Article em En | MEDLINE | ID: mdl-26581300
ABSTRACT

OBJECTIVE:

To assess the genetic contribution of TBK1, a gene implicated in amyotrophic lateral sclerosis (ALS), frontotemporal dementia (FTD), and FTD-ALS, in Belgian FTD and ALS patient cohorts containing a significant part of genetically unresolved patients.

METHODS:

We sequenced TBK1 in a hospital-based cohort of 482 unrelated patients with FTD and FTD-ALS and 147 patients with ALS and an extended Belgian FTD-ALS family DR158. We followed up mutation carriers by segregation studies, transcript and protein expression analysis, and immunohistochemistry.

RESULTS:

We identified 11 patients carrying a loss-of-function (LOF) mutation resulting in an overall mutation frequency of 1.7% (11/629), 1.1% in patients with FTD (5/460), 3.4% in patients with ALS (5/147), and 4.5% in patients with FTD-ALS (1/22).

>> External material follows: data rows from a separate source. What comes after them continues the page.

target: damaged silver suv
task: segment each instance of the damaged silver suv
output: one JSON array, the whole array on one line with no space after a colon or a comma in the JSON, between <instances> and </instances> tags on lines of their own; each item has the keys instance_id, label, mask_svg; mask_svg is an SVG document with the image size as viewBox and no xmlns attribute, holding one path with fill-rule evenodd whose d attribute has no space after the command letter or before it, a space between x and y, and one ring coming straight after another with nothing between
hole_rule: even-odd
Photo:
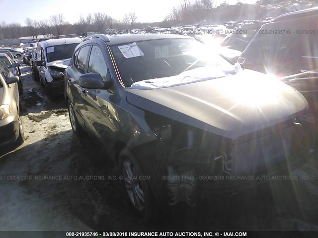
<instances>
[{"instance_id":1,"label":"damaged silver suv","mask_svg":"<svg viewBox=\"0 0 318 238\"><path fill-rule=\"evenodd\" d=\"M144 219L159 205L249 183L232 176L291 170L313 153L300 93L187 36L91 36L65 79L73 132L108 150Z\"/></svg>"}]
</instances>

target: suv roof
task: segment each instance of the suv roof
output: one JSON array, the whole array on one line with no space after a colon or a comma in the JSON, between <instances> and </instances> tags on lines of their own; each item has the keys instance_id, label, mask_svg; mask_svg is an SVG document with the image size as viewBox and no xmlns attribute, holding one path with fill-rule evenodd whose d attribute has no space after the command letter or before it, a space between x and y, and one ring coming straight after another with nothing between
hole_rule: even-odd
<instances>
[{"instance_id":1,"label":"suv roof","mask_svg":"<svg viewBox=\"0 0 318 238\"><path fill-rule=\"evenodd\" d=\"M101 39L105 42L107 42L107 44L108 45L159 39L193 39L192 37L190 37L189 36L175 34L154 34L151 33L145 34L123 34L111 35L99 34L89 36L84 38L83 39L83 41L96 38Z\"/></svg>"},{"instance_id":2,"label":"suv roof","mask_svg":"<svg viewBox=\"0 0 318 238\"><path fill-rule=\"evenodd\" d=\"M48 41L41 41L39 43L38 45L46 48L50 46L63 45L64 44L79 43L80 43L81 41L80 39L78 38L54 39Z\"/></svg>"},{"instance_id":3,"label":"suv roof","mask_svg":"<svg viewBox=\"0 0 318 238\"><path fill-rule=\"evenodd\" d=\"M285 13L280 16L278 16L275 18L273 21L284 21L285 20L299 18L300 17L311 16L315 15L318 15L318 7Z\"/></svg>"}]
</instances>

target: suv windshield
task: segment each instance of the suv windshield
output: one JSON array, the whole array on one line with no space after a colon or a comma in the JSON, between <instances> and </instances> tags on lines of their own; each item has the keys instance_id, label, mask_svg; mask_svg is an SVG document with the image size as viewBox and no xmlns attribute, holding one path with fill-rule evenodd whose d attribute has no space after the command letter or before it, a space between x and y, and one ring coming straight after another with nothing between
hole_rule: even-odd
<instances>
[{"instance_id":1,"label":"suv windshield","mask_svg":"<svg viewBox=\"0 0 318 238\"><path fill-rule=\"evenodd\" d=\"M5 66L6 66L8 68L11 68L13 67L12 63L10 62L10 60L8 60L6 57L4 57L3 56L0 56L0 60L1 62L3 62Z\"/></svg>"},{"instance_id":2,"label":"suv windshield","mask_svg":"<svg viewBox=\"0 0 318 238\"><path fill-rule=\"evenodd\" d=\"M135 44L137 47L133 47L132 52L135 53L131 54L140 56L132 57L123 50ZM147 40L112 46L111 50L125 87L146 79L175 76L199 67L222 68L230 64L192 39Z\"/></svg>"},{"instance_id":3,"label":"suv windshield","mask_svg":"<svg viewBox=\"0 0 318 238\"><path fill-rule=\"evenodd\" d=\"M80 43L66 44L46 48L48 62L72 58L75 48Z\"/></svg>"}]
</instances>

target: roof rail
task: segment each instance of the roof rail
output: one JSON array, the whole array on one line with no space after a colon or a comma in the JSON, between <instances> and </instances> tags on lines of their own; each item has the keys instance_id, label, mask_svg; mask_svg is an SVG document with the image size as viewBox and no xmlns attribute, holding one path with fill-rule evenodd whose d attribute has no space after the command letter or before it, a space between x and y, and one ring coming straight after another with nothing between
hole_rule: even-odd
<instances>
[{"instance_id":1,"label":"roof rail","mask_svg":"<svg viewBox=\"0 0 318 238\"><path fill-rule=\"evenodd\" d=\"M87 41L87 40L91 40L92 39L100 39L104 41L105 42L109 42L110 40L109 38L106 35L103 34L95 34L94 35L91 35L83 39L83 41Z\"/></svg>"}]
</instances>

We found 1 LOF mutation, p.Glu643del, in 6 unrelated patients segregating with disease in family DR158. Of 2 mutation carriers, brain and spinal cord was characterized by TDP-43-positive pathology. The LOF mutations including the p.Glu643del mutation led to loss of transcript or protein in blood and brain.

CONCLUSIONS:

TBK1 LOF mutations are the third most frequent cause of clinical FTD in the Belgian clinically based patient cohort, after C9orf72 and GRN, and the second most common cause of clinical ALS after C9orf72. These findings reinforce that FTD and ALS belong to the same disease continuum.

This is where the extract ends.